I never understood the point of novelizations, myself. They can not and should not be confused with novels on which movies are based. In my experience, the old saying "The book is always better" usually only applies to original works. Novelizations, on the other hand, are based on screenplays. The screenplay--the movie--is the original work here, and novelizations generally offer little more depth than it what's on screen because they are based on a limited visual and concept to start with. Original novels have no such limitation, and it is up to the filmmaker adapting it to try to capture a small part of the vast imagery the reader taps into. 
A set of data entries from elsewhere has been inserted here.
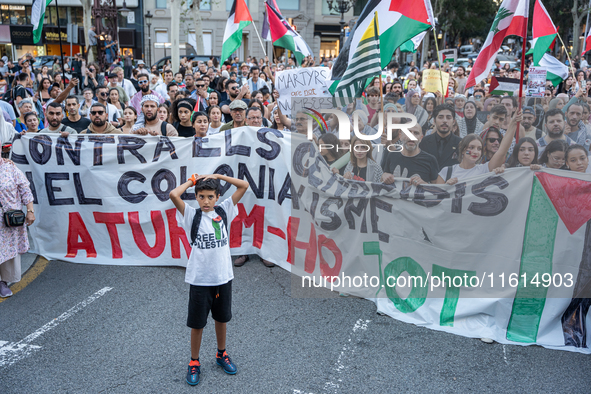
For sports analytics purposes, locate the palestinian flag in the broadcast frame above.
[31,0,52,44]
[263,3,312,64]
[439,49,458,64]
[330,0,435,93]
[532,0,558,64]
[506,171,591,348]
[334,13,382,105]
[400,31,427,53]
[488,77,519,96]
[466,0,529,89]
[534,53,568,86]
[221,0,252,63]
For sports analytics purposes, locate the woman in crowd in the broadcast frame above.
[172,99,195,137]
[344,136,383,183]
[540,140,568,169]
[565,144,591,173]
[37,77,51,104]
[435,112,521,185]
[505,137,539,169]
[37,66,53,85]
[107,88,125,118]
[0,149,35,298]
[21,112,39,133]
[157,103,170,122]
[78,88,94,118]
[404,89,429,127]
[458,101,484,138]
[207,90,222,108]
[208,105,224,135]
[191,112,209,138]
[14,98,35,133]
[119,106,137,134]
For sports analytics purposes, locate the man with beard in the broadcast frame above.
[382,125,439,185]
[563,102,591,152]
[519,107,543,140]
[39,102,80,137]
[131,95,179,137]
[96,86,123,127]
[220,79,250,123]
[419,104,462,172]
[456,66,468,94]
[536,108,575,158]
[81,103,123,134]
[220,100,247,131]
[113,67,136,97]
[129,74,164,114]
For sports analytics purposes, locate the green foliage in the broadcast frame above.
[434,0,498,41]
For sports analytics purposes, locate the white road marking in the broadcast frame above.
[0,287,113,368]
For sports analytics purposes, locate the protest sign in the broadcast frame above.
[275,67,332,115]
[12,127,591,353]
[423,70,449,96]
[526,67,547,97]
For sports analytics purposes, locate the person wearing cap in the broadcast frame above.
[137,60,150,78]
[129,74,164,114]
[107,73,129,106]
[220,100,248,131]
[519,107,544,140]
[81,102,123,134]
[131,94,179,137]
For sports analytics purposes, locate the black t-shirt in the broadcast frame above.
[173,122,195,137]
[62,116,91,133]
[383,150,439,182]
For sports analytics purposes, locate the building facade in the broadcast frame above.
[144,0,368,64]
[0,0,144,60]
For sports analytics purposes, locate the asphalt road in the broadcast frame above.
[0,255,591,394]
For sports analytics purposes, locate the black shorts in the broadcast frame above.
[187,281,232,330]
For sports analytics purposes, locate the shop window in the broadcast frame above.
[154,30,168,42]
[226,0,249,11]
[275,0,300,11]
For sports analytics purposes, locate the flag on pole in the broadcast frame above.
[466,0,529,89]
[334,12,382,105]
[439,49,458,64]
[400,31,427,53]
[488,77,519,96]
[31,0,52,44]
[534,53,568,86]
[263,3,312,64]
[329,0,435,93]
[221,0,252,62]
[532,0,558,64]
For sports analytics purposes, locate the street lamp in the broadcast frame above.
[144,10,154,68]
[119,0,131,19]
[326,0,357,51]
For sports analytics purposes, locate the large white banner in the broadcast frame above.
[12,128,591,353]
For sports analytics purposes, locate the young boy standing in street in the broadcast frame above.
[170,174,248,386]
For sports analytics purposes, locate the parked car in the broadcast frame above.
[152,55,220,72]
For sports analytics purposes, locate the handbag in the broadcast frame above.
[0,202,26,227]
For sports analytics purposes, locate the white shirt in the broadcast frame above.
[117,78,137,100]
[176,198,238,286]
[439,163,490,181]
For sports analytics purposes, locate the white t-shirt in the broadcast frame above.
[176,198,238,286]
[207,123,225,135]
[439,163,490,181]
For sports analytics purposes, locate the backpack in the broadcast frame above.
[191,205,230,245]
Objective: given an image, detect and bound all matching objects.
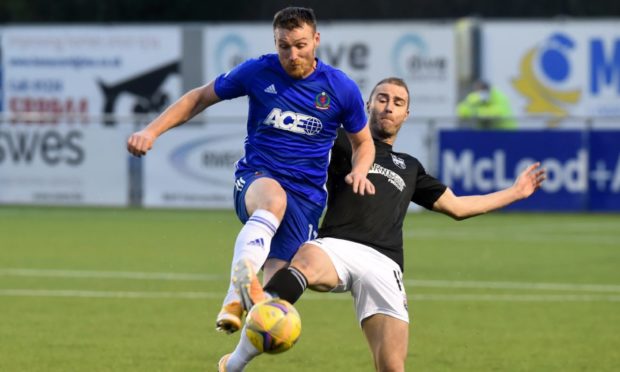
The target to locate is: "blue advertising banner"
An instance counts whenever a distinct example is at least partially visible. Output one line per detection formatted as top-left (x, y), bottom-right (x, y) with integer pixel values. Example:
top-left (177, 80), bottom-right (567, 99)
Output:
top-left (589, 131), bottom-right (620, 211)
top-left (439, 130), bottom-right (596, 211)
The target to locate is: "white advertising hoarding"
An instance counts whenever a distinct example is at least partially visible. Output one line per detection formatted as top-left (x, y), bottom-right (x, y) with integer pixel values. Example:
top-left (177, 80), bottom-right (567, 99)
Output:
top-left (143, 124), bottom-right (246, 209)
top-left (0, 123), bottom-right (128, 206)
top-left (203, 22), bottom-right (457, 118)
top-left (482, 21), bottom-right (620, 120)
top-left (0, 26), bottom-right (181, 124)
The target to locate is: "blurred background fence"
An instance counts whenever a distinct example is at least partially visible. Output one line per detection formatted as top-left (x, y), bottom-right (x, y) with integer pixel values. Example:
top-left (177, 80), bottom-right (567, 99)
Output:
top-left (0, 18), bottom-right (620, 211)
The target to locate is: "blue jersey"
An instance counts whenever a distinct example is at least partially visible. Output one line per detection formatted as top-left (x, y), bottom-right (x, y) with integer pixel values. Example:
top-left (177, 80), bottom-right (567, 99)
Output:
top-left (215, 54), bottom-right (366, 206)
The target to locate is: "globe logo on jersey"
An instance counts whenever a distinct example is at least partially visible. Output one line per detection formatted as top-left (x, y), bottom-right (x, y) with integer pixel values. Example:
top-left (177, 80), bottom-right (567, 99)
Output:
top-left (512, 33), bottom-right (581, 116)
top-left (263, 108), bottom-right (323, 136)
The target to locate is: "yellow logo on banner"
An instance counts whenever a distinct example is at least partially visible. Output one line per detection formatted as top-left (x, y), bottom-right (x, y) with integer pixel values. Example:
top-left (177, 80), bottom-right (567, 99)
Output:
top-left (512, 34), bottom-right (581, 124)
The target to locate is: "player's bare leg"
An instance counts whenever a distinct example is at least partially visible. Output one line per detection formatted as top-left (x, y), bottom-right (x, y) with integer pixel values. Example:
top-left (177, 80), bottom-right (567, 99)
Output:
top-left (216, 177), bottom-right (286, 334)
top-left (290, 243), bottom-right (338, 292)
top-left (263, 258), bottom-right (289, 285)
top-left (362, 314), bottom-right (409, 372)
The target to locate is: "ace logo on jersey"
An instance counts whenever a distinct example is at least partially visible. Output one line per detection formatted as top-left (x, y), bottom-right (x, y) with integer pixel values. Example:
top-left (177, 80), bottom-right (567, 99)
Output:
top-left (263, 108), bottom-right (323, 136)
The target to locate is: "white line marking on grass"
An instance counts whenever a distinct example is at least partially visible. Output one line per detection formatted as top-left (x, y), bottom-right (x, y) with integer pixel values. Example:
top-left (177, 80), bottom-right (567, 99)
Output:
top-left (0, 289), bottom-right (620, 302)
top-left (0, 269), bottom-right (225, 281)
top-left (410, 294), bottom-right (620, 302)
top-left (404, 279), bottom-right (620, 293)
top-left (0, 269), bottom-right (620, 293)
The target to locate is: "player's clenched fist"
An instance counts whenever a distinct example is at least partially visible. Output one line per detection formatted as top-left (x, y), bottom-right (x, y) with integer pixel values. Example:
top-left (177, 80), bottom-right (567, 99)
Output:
top-left (344, 172), bottom-right (375, 195)
top-left (127, 130), bottom-right (155, 157)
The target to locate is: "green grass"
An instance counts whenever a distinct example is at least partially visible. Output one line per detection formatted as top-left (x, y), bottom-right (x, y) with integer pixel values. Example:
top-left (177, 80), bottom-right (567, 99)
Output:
top-left (0, 206), bottom-right (620, 371)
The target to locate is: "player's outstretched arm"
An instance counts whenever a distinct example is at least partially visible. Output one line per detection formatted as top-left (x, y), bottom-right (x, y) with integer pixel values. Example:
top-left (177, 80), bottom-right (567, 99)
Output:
top-left (127, 82), bottom-right (220, 156)
top-left (433, 163), bottom-right (546, 220)
top-left (344, 124), bottom-right (375, 195)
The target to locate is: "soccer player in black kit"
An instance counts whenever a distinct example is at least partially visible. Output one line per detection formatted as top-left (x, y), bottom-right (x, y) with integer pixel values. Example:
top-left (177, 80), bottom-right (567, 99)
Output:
top-left (219, 78), bottom-right (545, 372)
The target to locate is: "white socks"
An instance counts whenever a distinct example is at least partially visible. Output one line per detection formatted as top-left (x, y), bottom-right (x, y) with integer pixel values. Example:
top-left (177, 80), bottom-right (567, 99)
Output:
top-left (224, 209), bottom-right (280, 304)
top-left (226, 325), bottom-right (261, 372)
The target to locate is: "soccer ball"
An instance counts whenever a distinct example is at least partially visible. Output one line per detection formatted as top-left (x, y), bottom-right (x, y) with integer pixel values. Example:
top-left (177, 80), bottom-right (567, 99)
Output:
top-left (245, 298), bottom-right (301, 354)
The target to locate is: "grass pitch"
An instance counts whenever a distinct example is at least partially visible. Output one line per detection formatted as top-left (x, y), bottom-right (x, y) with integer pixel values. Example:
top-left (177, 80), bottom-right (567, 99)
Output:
top-left (0, 206), bottom-right (620, 371)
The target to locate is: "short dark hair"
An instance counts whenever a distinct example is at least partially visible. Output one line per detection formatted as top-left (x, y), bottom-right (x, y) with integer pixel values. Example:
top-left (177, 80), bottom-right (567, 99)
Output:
top-left (273, 6), bottom-right (316, 31)
top-left (368, 76), bottom-right (411, 107)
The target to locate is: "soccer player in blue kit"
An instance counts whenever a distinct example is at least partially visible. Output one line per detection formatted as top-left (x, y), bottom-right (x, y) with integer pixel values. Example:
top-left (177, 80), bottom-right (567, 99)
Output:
top-left (127, 7), bottom-right (375, 333)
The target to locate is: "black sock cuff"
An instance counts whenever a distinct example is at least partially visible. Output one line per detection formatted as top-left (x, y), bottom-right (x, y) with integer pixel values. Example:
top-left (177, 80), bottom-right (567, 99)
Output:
top-left (264, 267), bottom-right (308, 304)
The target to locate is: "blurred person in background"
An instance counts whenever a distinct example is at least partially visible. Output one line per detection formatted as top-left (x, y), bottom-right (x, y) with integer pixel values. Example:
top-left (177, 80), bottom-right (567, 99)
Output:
top-left (218, 77), bottom-right (545, 372)
top-left (457, 80), bottom-right (517, 129)
top-left (127, 7), bottom-right (375, 333)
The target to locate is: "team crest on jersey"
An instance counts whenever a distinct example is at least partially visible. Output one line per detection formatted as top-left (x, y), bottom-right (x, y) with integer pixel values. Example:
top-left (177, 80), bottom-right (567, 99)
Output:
top-left (314, 92), bottom-right (332, 110)
top-left (390, 154), bottom-right (407, 169)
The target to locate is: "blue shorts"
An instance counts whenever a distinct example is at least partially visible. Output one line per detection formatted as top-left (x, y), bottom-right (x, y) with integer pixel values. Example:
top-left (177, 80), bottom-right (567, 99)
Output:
top-left (234, 171), bottom-right (323, 262)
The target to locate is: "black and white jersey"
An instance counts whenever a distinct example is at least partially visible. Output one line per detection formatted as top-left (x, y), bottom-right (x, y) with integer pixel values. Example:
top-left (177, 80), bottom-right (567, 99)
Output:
top-left (319, 130), bottom-right (446, 270)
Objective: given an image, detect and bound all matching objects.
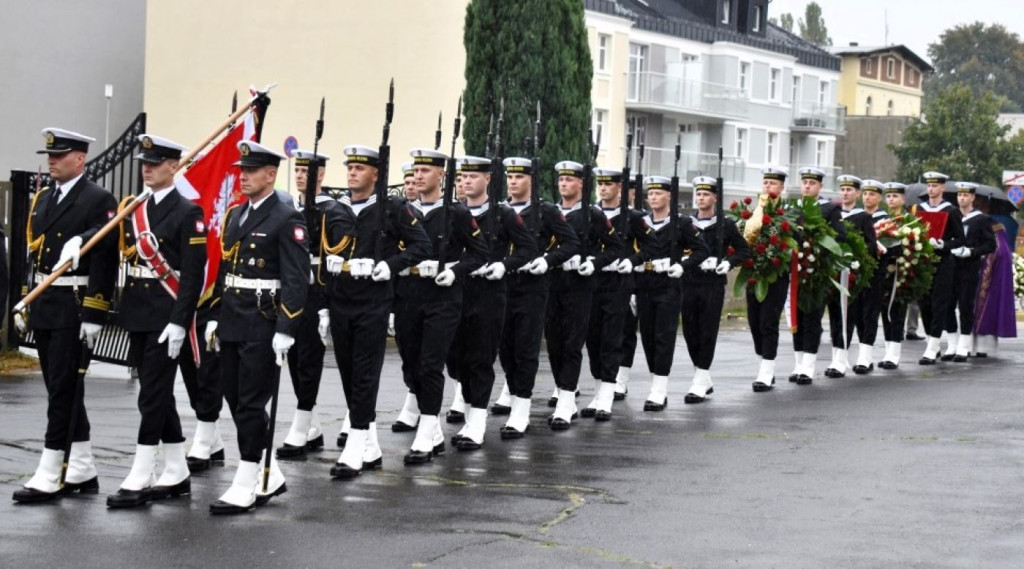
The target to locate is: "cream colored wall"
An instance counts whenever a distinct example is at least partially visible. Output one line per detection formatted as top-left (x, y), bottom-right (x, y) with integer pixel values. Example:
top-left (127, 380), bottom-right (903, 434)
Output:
top-left (144, 0), bottom-right (468, 189)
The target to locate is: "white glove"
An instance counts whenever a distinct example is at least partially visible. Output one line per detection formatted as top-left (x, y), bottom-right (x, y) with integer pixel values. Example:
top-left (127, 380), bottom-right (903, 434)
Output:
top-left (523, 257), bottom-right (548, 274)
top-left (325, 255), bottom-right (345, 274)
top-left (203, 320), bottom-right (220, 352)
top-left (76, 321), bottom-right (103, 350)
top-left (270, 332), bottom-right (295, 366)
top-left (55, 235), bottom-right (82, 270)
top-left (577, 257), bottom-right (594, 276)
top-left (371, 261), bottom-right (391, 282)
top-left (434, 269), bottom-right (455, 287)
top-left (316, 308), bottom-right (331, 346)
top-left (485, 261), bottom-right (505, 280)
top-left (157, 322), bottom-right (185, 359)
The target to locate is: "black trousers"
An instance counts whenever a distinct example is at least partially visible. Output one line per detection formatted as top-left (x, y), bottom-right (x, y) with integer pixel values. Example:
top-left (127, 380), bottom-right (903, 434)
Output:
top-left (128, 332), bottom-right (188, 446)
top-left (746, 274), bottom-right (790, 360)
top-left (331, 299), bottom-right (391, 429)
top-left (637, 280), bottom-right (680, 376)
top-left (544, 291), bottom-right (594, 391)
top-left (918, 255), bottom-right (956, 338)
top-left (34, 326), bottom-right (89, 450)
top-left (680, 282), bottom-right (725, 369)
top-left (587, 291), bottom-right (636, 383)
top-left (498, 289), bottom-right (548, 398)
top-left (946, 259), bottom-right (981, 334)
top-left (391, 296), bottom-right (462, 413)
top-left (288, 291), bottom-right (327, 411)
top-left (449, 277), bottom-right (507, 409)
top-left (178, 310), bottom-right (224, 423)
top-left (220, 340), bottom-right (281, 463)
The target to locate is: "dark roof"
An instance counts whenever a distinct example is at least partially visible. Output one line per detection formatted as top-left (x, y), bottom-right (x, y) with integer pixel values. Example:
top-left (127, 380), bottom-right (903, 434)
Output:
top-left (831, 45), bottom-right (935, 73)
top-left (584, 0), bottom-right (840, 71)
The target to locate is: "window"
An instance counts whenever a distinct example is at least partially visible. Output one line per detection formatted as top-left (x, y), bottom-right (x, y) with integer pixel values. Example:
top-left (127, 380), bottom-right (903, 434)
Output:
top-left (597, 34), bottom-right (611, 72)
top-left (736, 128), bottom-right (748, 160)
top-left (739, 61), bottom-right (751, 91)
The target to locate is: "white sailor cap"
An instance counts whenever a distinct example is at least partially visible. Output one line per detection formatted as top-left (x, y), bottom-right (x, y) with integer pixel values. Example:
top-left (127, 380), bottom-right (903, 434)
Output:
top-left (836, 174), bottom-right (862, 189)
top-left (555, 160), bottom-right (583, 178)
top-left (409, 148), bottom-right (447, 168)
top-left (797, 166), bottom-right (825, 182)
top-left (36, 127), bottom-right (96, 155)
top-left (135, 134), bottom-right (185, 164)
top-left (342, 144), bottom-right (381, 168)
top-left (761, 166), bottom-right (790, 182)
top-left (233, 140), bottom-right (288, 168)
top-left (502, 157), bottom-right (534, 174)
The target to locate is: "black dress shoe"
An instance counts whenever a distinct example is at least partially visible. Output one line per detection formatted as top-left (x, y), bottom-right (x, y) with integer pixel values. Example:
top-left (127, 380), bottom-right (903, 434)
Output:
top-left (106, 488), bottom-right (153, 510)
top-left (12, 488), bottom-right (60, 504)
top-left (59, 476), bottom-right (99, 494)
top-left (150, 478), bottom-right (191, 499)
top-left (276, 442), bottom-right (306, 461)
top-left (306, 433), bottom-right (324, 452)
top-left (391, 421), bottom-right (416, 433)
top-left (210, 499), bottom-right (256, 516)
top-left (256, 479), bottom-right (288, 506)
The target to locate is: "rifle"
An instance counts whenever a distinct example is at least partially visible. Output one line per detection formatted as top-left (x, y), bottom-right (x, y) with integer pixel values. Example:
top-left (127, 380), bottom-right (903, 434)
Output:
top-left (374, 79), bottom-right (394, 261)
top-left (436, 97), bottom-right (462, 264)
top-left (669, 134), bottom-right (683, 264)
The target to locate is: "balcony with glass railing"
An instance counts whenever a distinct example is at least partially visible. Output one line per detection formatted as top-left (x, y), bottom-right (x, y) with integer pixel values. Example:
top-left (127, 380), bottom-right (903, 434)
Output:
top-left (626, 72), bottom-right (750, 119)
top-left (791, 100), bottom-right (846, 134)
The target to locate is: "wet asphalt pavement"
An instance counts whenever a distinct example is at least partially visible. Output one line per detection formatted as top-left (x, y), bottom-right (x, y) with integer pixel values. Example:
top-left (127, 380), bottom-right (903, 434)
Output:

Years ago, when I worked at a bookstore, people used to come in and buy an original novel saying that they wanted to read it before the film version of it came out in case the film spoiled it. A very laudable attitude to take, for if the movie sucked and you saw it first, it would probably turn a person off of ever wanting to read the novel ...or at the very least taint what would otherwise be an open mind. Then there'd be other customers who would come in before seeing a film like, say, Indiana Jones and the Crystal Skull and say the same thing. Most of them were under the impression that books always come first. I'd have to explain that in this case, no, the movie is the original work here and if they read the novelization first they're really only spoiling their experience of the film. Then there'd be others who would come in to buy the book after they saw the film thinking that it would help explain some of the plot holes and somehow make the movie "better" for them. All I can say is that if a novelization is better than the movie it's based on, that film must really be "challenged."